Chaque filière sera représentée et fera remonter ses besoins en RID, tout comme les organismes de recherche et les financements seront attribués en fonctions de critères appuyant fortement sur l’intérêt entre filières, l’impact sur le plus grand nombre de producteur ou l’économie régionale ou encore une large diffusion. Le but est la concertation maximum entre acteurs et une efficience optimum des sujets de recherche. Une gouvernance régionale politique et technique est mise en place pour faire fonctionner l’ensemble.

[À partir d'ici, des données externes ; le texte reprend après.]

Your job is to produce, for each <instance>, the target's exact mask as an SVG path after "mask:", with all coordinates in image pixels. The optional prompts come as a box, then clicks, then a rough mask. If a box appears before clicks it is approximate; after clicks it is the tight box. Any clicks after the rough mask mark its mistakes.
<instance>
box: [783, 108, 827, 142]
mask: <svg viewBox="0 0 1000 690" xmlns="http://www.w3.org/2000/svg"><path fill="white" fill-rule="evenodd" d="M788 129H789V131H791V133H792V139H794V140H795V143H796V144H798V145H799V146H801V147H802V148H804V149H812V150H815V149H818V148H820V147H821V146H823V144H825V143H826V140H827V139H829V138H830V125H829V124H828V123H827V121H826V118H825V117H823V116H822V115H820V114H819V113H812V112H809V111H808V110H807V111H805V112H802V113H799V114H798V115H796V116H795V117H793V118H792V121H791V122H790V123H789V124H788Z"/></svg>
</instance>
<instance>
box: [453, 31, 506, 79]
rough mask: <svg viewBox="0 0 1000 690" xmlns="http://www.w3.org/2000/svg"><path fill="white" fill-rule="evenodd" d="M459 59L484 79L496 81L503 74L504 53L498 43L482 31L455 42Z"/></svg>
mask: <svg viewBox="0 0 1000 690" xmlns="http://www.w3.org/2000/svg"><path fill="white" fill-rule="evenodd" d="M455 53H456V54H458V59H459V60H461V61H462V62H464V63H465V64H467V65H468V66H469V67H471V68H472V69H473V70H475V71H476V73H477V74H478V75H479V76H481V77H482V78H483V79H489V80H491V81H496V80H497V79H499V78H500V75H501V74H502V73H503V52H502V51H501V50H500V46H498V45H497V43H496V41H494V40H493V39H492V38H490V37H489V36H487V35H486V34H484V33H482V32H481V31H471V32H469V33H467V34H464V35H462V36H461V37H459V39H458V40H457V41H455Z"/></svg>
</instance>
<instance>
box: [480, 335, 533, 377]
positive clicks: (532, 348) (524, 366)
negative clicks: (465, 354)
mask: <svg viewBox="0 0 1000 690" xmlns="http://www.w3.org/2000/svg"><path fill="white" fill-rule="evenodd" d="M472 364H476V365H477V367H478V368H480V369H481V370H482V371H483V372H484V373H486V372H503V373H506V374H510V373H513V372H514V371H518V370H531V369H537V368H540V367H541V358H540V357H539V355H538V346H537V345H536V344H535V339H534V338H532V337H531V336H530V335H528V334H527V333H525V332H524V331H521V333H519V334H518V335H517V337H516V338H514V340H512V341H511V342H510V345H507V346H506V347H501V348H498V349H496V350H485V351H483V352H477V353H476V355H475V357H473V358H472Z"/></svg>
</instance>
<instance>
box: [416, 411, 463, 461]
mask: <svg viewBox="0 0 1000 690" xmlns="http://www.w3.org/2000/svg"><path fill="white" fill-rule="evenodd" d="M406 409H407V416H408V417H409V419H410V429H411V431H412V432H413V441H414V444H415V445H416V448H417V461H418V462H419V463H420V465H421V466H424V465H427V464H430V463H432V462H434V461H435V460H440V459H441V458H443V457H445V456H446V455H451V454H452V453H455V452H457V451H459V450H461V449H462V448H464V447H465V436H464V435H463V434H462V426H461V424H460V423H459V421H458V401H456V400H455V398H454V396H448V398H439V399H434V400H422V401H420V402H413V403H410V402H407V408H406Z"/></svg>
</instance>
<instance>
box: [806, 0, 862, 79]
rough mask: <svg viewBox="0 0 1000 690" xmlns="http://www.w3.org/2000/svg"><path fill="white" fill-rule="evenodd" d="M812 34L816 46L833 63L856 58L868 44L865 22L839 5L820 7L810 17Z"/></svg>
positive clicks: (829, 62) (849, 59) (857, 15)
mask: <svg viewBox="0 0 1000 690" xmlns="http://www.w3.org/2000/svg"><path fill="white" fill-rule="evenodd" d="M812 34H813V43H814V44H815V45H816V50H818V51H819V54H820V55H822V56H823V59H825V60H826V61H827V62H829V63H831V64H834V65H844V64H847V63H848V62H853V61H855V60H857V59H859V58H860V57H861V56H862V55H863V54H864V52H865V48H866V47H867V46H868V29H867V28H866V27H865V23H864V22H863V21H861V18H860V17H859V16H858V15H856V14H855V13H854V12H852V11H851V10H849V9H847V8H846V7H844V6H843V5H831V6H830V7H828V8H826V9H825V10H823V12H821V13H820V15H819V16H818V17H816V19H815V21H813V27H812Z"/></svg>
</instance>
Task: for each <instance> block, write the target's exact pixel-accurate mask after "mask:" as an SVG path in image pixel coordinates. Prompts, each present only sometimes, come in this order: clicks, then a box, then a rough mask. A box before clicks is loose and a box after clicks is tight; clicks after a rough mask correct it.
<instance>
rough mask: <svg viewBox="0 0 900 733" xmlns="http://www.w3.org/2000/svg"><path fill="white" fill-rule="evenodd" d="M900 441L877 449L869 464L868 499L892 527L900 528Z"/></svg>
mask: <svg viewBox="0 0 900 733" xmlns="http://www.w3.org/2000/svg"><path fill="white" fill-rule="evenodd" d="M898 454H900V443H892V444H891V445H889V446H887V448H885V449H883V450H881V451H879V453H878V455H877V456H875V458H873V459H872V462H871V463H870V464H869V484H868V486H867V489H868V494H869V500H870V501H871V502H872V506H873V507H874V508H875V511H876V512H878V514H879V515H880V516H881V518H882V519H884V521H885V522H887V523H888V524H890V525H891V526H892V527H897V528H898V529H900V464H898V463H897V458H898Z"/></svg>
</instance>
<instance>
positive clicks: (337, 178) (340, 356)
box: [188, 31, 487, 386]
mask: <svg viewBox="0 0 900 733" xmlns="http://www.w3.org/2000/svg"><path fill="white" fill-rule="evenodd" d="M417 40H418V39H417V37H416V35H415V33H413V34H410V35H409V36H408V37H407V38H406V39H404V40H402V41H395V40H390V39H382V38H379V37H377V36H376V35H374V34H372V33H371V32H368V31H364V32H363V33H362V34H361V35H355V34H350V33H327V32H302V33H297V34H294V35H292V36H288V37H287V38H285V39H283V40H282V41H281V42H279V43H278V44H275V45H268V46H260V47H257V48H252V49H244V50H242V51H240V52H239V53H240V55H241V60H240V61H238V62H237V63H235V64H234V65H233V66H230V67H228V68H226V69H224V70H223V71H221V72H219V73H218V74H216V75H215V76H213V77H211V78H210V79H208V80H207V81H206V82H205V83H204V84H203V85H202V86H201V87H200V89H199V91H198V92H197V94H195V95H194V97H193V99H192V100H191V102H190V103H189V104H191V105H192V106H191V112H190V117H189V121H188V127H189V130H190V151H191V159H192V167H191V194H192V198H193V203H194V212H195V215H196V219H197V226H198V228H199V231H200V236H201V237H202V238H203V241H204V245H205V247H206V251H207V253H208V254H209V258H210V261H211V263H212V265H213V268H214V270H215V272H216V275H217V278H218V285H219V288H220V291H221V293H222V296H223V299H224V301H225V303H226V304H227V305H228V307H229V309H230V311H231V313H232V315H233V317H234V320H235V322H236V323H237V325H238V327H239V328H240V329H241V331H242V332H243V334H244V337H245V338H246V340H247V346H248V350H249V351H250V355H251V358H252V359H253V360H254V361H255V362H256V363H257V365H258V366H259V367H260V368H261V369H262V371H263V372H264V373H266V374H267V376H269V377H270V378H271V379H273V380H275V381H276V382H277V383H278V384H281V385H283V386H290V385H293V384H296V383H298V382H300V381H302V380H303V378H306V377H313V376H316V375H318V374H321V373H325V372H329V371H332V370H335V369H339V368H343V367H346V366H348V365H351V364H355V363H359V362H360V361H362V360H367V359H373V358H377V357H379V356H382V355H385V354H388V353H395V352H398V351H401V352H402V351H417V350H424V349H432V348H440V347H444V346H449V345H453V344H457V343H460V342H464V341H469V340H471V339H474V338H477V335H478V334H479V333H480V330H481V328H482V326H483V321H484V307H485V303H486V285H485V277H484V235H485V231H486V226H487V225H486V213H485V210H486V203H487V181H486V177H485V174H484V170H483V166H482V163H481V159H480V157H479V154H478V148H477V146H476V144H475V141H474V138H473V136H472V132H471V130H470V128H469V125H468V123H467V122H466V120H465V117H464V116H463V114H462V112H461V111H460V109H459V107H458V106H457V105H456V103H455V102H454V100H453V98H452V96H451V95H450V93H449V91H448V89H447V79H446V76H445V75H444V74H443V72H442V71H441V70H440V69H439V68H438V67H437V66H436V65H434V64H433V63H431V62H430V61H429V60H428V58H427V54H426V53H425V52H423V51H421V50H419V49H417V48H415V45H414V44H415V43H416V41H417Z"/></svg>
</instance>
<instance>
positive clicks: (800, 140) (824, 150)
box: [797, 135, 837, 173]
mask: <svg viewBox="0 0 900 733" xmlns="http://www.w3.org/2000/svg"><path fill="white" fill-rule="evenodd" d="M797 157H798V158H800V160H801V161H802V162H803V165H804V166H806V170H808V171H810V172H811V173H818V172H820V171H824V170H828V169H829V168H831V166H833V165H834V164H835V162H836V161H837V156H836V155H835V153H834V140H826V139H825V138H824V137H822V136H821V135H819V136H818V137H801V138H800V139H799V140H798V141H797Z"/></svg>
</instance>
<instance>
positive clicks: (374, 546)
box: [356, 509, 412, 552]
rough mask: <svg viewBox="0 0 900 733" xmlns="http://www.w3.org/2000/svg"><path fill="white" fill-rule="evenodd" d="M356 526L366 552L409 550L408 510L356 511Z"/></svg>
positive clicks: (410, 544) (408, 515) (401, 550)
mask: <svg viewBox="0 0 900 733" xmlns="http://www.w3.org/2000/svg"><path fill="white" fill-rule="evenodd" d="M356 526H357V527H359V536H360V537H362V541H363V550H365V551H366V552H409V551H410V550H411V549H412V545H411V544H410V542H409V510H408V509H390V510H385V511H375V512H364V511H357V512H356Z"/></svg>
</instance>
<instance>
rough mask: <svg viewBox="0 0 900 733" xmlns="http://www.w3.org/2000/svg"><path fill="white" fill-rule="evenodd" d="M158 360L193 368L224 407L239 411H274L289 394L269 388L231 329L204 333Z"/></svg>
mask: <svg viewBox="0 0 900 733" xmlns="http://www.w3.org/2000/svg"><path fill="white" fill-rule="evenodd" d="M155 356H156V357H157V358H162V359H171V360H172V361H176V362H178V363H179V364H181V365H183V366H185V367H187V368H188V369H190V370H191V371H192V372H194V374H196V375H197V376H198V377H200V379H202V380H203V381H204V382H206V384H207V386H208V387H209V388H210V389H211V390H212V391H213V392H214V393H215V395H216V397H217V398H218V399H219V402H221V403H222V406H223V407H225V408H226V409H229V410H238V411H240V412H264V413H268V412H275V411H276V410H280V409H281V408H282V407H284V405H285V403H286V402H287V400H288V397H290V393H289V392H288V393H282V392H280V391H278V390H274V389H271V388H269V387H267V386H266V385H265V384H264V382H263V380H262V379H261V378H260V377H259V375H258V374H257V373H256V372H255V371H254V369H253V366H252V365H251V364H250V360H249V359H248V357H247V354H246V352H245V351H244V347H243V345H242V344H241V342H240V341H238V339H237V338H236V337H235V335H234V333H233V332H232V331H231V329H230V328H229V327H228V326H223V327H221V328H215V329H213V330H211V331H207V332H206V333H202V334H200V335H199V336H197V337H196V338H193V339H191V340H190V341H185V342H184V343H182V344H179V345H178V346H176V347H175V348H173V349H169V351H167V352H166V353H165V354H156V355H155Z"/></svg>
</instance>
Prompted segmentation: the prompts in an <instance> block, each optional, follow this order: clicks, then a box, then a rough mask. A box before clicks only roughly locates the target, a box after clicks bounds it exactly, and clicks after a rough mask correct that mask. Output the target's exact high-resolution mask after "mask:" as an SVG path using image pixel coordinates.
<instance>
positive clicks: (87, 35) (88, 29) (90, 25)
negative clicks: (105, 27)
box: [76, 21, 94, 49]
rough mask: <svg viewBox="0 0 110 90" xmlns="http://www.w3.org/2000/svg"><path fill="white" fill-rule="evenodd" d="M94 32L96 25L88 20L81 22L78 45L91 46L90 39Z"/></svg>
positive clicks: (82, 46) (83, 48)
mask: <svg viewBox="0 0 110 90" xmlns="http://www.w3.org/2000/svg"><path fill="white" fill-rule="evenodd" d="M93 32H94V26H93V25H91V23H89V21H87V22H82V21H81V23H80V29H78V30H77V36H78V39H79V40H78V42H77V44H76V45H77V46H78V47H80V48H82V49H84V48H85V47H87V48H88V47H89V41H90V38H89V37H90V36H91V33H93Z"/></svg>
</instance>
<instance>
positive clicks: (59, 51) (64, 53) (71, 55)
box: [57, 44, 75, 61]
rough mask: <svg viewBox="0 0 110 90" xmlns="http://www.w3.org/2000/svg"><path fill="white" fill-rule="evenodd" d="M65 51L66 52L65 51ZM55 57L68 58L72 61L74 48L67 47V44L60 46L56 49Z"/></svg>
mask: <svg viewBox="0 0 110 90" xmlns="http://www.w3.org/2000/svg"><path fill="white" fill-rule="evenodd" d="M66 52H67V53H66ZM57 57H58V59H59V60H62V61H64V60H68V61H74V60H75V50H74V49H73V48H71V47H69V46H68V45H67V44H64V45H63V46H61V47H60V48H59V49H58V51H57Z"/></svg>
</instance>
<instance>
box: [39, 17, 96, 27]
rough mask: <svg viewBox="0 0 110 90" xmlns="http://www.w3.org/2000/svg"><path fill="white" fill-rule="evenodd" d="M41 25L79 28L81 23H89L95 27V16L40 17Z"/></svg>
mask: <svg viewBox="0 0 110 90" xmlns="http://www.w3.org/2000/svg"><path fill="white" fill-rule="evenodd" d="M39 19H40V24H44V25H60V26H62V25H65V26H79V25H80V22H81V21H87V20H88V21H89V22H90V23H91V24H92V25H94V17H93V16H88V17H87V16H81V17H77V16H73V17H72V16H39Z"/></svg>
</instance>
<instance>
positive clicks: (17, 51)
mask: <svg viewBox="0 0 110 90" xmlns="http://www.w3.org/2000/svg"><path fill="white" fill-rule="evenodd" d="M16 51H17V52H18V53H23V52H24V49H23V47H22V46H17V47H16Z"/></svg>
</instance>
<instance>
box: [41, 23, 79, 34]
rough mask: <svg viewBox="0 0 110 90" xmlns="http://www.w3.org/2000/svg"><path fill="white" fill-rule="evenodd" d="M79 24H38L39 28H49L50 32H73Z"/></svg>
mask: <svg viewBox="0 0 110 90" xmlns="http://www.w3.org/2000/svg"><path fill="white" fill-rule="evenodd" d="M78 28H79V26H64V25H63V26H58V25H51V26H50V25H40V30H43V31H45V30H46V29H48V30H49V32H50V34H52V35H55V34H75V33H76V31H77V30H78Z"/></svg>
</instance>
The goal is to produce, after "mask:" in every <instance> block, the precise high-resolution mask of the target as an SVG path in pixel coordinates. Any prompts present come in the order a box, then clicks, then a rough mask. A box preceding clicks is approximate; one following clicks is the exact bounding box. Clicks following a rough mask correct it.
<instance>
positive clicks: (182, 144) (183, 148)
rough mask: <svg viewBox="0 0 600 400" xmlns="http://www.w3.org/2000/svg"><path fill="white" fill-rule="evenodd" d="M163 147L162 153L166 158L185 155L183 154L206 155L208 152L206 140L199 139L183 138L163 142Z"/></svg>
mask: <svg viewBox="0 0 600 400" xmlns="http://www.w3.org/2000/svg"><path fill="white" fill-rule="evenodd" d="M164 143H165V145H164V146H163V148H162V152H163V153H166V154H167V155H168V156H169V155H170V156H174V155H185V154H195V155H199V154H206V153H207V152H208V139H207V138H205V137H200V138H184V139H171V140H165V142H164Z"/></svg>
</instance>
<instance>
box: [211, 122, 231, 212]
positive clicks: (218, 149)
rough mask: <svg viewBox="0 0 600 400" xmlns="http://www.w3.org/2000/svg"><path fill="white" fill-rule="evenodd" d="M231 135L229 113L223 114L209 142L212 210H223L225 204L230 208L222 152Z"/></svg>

Depuis le 5 décembre 2016 lors des assises de la RID qui a réunit plus de 200 personnes à Clermont-Ferrand, 4 axes ont été déterminés et un dispositif appelé Pôles d’Expérimentations agricoles Partenariales pour l’Innovation et le Transfert » (PEPIT’AURA) remplacera les Pôles d’Expérimentation et de Progrès qui fonctionnaient seulement sur la partie Rhône-Alpes.
Cela n’a pas fait de bruit mais c’est pourtant une avancée considérable sur ce secteur qui va éviter la dispersion des forces et au contraire leur réunion pour être encore plus fort pour trouver des nouveaux modèles pour notre agriculture régionale.
A la clé, j’espère pouvoir annoncer dans les semaines qui viennent un acte majeur dans ce secteur qui renforcera notre région comme ayant le leadership national de la RID agricole.
Mon objectif désormais est de faire admettre dans la négociation de la future PAC, de donner les compétences et crédits pour la RID au travers du 2e pilier.